First covered bond ETF outflows since ’12 on QE
Covered bond ETFs in the first quarter experienced their first net outflows since the first three months of 2012, according to data compiled by Markit, with analysts at the financial information services provider attributing the turnaround to the fall in yields on the back of QE.
Net outflows from covered bond ETFs (exchange traded funds) approached $193m (Eu182m) in the first quarter, after inflows every quarter since the first quarter of 2012, which peaked at over $400m in the second quarter of 2014. Markit’s data covers around 10 covered bond ETFs.

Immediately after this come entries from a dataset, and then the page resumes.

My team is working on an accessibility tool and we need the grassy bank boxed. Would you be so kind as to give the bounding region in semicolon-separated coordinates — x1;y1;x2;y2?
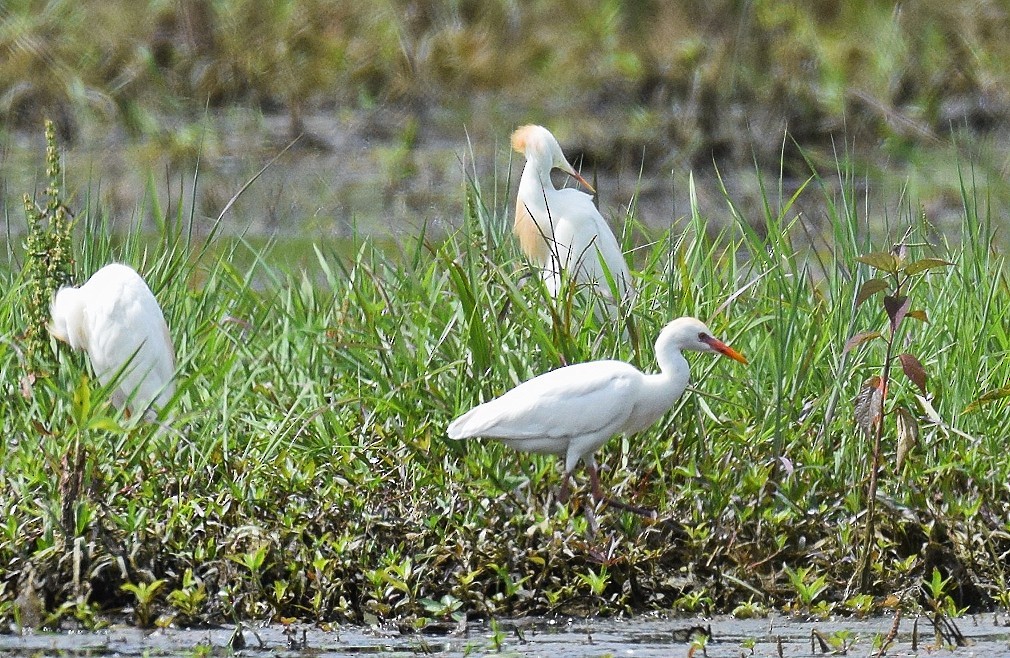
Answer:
2;134;1010;631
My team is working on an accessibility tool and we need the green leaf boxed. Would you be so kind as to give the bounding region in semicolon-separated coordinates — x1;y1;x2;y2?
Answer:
855;278;888;308
72;375;92;418
965;386;1010;413
87;417;124;432
902;258;953;276
856;251;900;274
843;331;881;353
380;571;410;595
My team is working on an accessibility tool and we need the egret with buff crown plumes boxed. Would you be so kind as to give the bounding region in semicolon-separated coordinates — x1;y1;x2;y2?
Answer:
447;316;747;505
511;124;635;306
49;263;176;417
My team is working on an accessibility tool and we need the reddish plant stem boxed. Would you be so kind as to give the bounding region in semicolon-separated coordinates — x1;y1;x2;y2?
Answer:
858;273;903;592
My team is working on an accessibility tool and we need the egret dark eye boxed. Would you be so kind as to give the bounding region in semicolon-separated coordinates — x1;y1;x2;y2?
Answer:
698;332;708;341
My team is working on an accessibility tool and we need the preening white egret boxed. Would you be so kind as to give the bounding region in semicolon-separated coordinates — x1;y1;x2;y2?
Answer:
49;263;176;417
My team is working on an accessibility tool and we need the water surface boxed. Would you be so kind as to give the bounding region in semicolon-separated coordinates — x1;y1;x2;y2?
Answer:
3;614;1007;657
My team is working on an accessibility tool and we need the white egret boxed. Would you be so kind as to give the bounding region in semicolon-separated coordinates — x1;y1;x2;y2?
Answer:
447;317;747;503
511;124;635;304
49;263;176;417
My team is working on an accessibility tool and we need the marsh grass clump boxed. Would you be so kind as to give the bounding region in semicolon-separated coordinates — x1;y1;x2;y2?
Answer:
3;135;1010;630
21;119;75;371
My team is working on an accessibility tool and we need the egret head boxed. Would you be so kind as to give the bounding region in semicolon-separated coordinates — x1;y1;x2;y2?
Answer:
49;286;87;351
511;124;594;192
657;317;748;364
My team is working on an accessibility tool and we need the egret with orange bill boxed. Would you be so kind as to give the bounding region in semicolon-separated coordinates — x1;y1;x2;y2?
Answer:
511;124;635;305
448;317;747;503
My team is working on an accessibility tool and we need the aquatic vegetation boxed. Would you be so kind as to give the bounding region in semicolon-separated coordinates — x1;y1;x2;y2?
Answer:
783;565;828;613
120;579;166;628
2;127;1010;630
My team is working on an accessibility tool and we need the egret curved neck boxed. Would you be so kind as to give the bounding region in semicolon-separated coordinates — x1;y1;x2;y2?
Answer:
520;160;556;200
656;349;691;393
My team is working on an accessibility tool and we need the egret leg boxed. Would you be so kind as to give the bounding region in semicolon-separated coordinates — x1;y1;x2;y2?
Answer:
603;497;658;519
559;473;572;503
589;465;657;518
588;464;605;502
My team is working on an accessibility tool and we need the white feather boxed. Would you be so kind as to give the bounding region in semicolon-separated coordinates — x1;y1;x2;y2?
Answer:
447;317;748;492
50;263;176;416
512;125;635;305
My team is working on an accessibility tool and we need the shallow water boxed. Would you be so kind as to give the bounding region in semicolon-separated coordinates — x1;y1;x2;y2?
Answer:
3;614;1009;657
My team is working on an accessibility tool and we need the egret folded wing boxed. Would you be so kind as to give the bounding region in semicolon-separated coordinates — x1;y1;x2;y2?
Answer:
448;361;639;445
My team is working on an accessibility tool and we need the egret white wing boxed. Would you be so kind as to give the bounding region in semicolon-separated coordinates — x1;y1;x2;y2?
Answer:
448;361;641;443
81;266;176;410
551;189;633;300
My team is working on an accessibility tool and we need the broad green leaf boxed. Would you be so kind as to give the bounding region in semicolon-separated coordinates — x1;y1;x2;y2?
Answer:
903;258;953;276
856;251;900;274
72;375;91;418
855;278;888;308
844;331;881;353
380;571;410;595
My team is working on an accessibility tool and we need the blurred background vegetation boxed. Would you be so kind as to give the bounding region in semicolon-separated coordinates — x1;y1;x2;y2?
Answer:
2;0;1009;238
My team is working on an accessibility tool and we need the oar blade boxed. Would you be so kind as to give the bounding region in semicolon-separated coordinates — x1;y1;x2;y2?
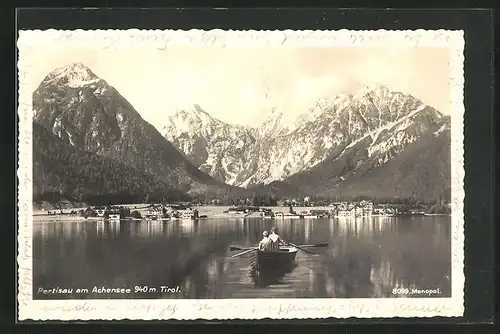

Neil Mehta, analyst at Markit, attributed the shift to the European Central Bank’s interventions, including its third covered bond purchase programme.
“With a guaranteed bidder in the market and the European quantitative easing in full swing, covered bond spreads have been on a steady decline since 2012,” he said. “The latest ECB intervention further tightened spreads and the asset class is now yielding less than 40bp over German Bunds, according to the iBoxx EUR Liquid Covered Index.
“With spreads hovering at five year lows, investors searching for yield appear to have lost their patience with the asset class.”
Mehta noted that covered bonds’ outperformance versus the highest quality corporate bonds – represented by the iBoxx Euro Corporates AAA index – has created a spread of 28bp between the two asset classes. Fellow Markit analyst Simon Colvin said that this has been reflected in broader bond ETF flows in the first quarter.
“The flows in recent quarters have been roughly evenly split between governments bonds and corporates, but the inflows have mostly been on the corporate side this quarter,” he said. “You can maybe read into that people are buying less governments due to the fall in yields.
“But covered bonds have been the only asset class on the ETF bond space that has seen a big outflow, and you can correlate that back to the trend in yields.”
Although the figures are low relative to the size of the asset class, the change of direction in flows is seen as significant. A covered bond analyst said the figures further undermined the ECB’s stance that CBPP3 and wider interventions are neither affecting the functioning of the covered bond market nor crowding out investors.